Convaincu de la nécessité de développer les échanges régionaux, il a toujours porté un regard acéré sur la desserte maritime de La Réunion et de l’océan Indien. Jusqu’à ces dernières années, il militait pour une « indépendance stratégique maritime de La Réunion » reposant sur une compagnie régionale « afin de démultiplier le trafic là où on nous dit qu’il n’y en a pas », sur un complexe industrialo-portuaire et sur des lignes directes entre l’île et l’Europe.
De la pêche à l’aquaculture
Sourire charmeur et regard pétillant, l’homme pouvait aussi piquer de saintes colères. Comme en 1987, quand il démissionna avec fracas de la présidence de l’Adir, s’estimant insuffisamment soutenu par les pouvoirs publics alors que le groupe Elf Aquitaine implantait une filiale concurrente à La Réunion. Exigeant envers lui-même comme envers les autres, il savait susciter la fidélité. Quelques piliers de son équipe –Guy Brun, Jean-Louis Guilloux, Hassim Onian, Ahmad Kathrada… – l’ont accompagné pendant plusieurs décennies.
Abdéali Goulamaly entretenait également une passion héréditaire pour la mer, que ses ancêtres avaient tant de fois traversée pour commercer entre le Gujarat et Madagascar. Son grand-père avait autrefois constitué une flottille de pêche à Nosy Be et la pêche fut le premier axe de diversification du fondateur de Mauvilac, en 1986, quand il racheta l’Armement des Mascareignes.
Il ne savait pas, alors, qu’une autre bataille s’annonçait : celle contre les pirates qui commençaient à écumer l’océan austral. Les armements réunionnais qui avaient obtenu l’autorisation d’exploiter en exclusivité la précieuse ressource de légine dans les eaux des îles Kerguelen et Crozet auraient pu ne jamais se relever de cette concurrence illégale. Armas et ses homologues surent finalement se faire entendre pour obtenir une surveillance efficace de la zone et la sévérité de la justice contre les pirates pris sur le fait.

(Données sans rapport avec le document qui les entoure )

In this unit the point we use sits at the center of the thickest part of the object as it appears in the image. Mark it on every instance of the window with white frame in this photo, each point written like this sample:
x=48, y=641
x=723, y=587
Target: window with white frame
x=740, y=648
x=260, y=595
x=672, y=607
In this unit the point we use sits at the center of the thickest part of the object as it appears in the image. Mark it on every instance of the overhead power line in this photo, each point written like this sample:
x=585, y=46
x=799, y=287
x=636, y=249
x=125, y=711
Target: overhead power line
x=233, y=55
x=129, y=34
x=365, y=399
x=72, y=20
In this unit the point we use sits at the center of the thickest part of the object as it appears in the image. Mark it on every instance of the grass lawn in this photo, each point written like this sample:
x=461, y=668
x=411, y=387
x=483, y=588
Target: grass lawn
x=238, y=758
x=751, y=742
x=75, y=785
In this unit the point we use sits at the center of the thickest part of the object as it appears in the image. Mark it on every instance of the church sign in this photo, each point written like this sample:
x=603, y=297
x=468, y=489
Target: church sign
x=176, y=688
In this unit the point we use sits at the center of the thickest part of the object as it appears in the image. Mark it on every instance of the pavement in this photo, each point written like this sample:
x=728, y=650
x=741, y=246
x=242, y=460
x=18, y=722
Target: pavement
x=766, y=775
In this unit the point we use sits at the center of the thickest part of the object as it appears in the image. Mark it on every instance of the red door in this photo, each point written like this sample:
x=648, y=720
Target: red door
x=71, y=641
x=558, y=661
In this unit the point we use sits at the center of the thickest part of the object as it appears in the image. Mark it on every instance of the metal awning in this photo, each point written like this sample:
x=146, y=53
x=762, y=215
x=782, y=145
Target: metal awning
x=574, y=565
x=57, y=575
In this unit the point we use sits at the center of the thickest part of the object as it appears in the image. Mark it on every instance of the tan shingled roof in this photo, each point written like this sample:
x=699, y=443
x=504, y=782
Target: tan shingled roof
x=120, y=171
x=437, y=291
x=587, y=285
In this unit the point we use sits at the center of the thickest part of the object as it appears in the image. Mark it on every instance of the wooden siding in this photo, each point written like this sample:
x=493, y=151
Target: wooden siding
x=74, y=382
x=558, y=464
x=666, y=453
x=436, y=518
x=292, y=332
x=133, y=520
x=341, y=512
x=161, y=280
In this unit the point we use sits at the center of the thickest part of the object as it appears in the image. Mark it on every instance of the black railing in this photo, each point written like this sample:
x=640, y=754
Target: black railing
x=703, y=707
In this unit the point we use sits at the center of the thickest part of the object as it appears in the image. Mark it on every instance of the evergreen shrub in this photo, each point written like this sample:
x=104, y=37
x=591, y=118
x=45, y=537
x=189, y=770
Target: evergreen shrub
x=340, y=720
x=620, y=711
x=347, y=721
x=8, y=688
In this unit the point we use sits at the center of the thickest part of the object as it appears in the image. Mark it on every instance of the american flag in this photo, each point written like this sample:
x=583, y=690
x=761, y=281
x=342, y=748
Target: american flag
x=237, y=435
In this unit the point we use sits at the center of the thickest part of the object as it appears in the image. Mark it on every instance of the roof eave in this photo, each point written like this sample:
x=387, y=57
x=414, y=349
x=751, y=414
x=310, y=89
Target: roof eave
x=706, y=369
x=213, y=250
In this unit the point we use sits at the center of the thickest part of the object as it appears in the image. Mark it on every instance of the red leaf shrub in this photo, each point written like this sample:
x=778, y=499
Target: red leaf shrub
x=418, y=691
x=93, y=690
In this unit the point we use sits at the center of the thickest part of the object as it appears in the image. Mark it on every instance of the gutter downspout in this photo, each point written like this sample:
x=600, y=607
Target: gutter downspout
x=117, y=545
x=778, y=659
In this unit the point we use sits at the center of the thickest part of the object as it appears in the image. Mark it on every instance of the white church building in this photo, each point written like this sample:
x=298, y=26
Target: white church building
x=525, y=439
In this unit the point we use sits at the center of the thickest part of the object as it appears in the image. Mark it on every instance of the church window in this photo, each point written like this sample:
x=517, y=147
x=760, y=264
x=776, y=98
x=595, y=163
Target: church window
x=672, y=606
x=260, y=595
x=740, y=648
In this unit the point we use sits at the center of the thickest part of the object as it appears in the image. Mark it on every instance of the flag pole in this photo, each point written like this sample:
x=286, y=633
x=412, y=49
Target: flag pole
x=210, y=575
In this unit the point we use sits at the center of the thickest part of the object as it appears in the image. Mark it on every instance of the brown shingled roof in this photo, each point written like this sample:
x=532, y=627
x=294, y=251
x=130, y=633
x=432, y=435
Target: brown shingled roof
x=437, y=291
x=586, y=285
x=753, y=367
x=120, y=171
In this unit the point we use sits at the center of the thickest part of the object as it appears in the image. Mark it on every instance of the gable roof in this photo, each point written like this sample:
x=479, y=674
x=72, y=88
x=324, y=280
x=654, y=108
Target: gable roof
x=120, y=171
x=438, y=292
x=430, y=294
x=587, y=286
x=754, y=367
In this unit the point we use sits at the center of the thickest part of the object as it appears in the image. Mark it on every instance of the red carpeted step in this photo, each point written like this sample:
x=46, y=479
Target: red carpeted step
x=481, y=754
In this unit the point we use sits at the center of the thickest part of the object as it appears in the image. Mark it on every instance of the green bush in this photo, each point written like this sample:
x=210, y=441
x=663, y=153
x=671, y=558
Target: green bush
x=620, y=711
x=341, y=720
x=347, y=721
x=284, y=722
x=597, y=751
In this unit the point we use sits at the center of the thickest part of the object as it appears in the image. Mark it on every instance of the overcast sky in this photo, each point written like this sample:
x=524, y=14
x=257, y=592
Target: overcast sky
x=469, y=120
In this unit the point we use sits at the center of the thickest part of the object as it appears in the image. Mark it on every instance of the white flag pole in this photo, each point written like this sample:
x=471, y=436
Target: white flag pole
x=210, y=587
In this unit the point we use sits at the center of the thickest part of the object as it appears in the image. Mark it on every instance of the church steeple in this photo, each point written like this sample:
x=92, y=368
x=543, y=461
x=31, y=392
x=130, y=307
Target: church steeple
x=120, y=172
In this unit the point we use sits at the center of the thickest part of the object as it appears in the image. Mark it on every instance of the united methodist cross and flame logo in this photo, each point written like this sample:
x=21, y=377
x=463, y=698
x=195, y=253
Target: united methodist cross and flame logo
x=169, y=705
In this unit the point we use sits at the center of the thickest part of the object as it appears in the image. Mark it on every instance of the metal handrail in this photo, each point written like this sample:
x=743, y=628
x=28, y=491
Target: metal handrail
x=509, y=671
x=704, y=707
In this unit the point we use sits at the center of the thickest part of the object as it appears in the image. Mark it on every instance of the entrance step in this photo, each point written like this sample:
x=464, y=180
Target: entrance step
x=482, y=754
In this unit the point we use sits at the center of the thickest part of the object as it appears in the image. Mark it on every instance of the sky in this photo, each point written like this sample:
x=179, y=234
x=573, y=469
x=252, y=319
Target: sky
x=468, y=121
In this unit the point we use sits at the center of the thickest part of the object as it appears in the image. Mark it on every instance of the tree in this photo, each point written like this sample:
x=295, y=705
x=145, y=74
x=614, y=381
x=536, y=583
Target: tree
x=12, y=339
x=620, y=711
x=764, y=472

Océinde, groupe international
De la pêche à l’aquaculture, il n’y a qu’un pas… de géant, qu’Abdéali Goulamaly réussit à franchir malgré tant d’obstacles en créant dans les années 1990 le premier élevage bio de crevettes du continent africain, au Mozambique. Toujours avoir une vision d’avance semble être la devise de l’industriel, indianocéanien autant que Réunionnais. De même, il fallait oser, il y a près de trente ans, miser sur les premières technologies numériques pour lancer une activité de dessin animé au Port (Pipangaï) aux côtés d’Alain Séraphine. Aujourd’hui, des créations réunionnaises sont primées dans les plus grands festivals d’animation.

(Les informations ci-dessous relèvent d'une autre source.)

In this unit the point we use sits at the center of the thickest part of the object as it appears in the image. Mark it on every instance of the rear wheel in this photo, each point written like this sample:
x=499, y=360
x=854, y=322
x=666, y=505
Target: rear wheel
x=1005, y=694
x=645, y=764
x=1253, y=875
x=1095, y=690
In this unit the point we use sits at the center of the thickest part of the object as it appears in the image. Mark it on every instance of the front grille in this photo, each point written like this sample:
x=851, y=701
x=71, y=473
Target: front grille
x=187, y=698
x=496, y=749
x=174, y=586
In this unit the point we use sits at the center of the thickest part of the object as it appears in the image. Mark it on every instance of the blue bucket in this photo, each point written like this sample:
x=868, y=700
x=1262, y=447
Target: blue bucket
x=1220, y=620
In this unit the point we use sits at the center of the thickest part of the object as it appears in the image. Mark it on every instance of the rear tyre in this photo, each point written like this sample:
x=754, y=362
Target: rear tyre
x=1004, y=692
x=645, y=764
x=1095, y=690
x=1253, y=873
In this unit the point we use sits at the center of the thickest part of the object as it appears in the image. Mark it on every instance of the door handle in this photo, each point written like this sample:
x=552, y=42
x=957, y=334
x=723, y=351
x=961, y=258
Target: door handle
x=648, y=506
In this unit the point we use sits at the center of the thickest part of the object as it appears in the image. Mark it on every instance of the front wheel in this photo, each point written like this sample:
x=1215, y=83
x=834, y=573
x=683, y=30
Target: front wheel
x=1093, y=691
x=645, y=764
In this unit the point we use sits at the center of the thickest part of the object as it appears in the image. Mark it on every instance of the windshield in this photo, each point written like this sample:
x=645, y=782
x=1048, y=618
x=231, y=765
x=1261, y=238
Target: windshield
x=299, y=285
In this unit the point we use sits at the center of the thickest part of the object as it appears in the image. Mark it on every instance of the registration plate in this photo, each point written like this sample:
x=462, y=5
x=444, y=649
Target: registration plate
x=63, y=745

Tout comme il fallait oser hâter le mouvement pour implanter à La Réunion un réseau de téléphonie à la norme GSM, que l’Europe découvrait à peine, au milieu des années 1990. Puis oser miser sur la fibre optique et le très haut débit, dès 2011 à La Réunion, alors que les grands opérateurs regardaient ailleurs. Grâce à l’impulsion donnée par Zeop, l’île est devenue la région de France la plus « fibrée », après la région parisienne.
Nassir et Azmina, les deux enfants d’Abdéali Goulamaly, ont pris le relais à la tête du groupe familial rebaptisé Océinde il y a une quinzaine d’années. Nassir Goulamaly pilote actuellement l’expansion internationale de Mauvilac en Afrique, le développement d’une unité de fabrication de pompes à chaleur à Montpellier et la mise en service d’un data center de grande capacité au Port. Azmina Goulamaly s’investit plus particulièrement dans le développement d’Aquapesca, l’élevage de crevettes du Mozambique, la commercialisation des produits de la mer hauts de gamme sous la marque Qwehli et le réseau de magasins Comptoir du Surgelé à La Réunion.
L’ADIR présente ses sincères condoléances à la famille de Monsieur GOULAMALY et à ses proches.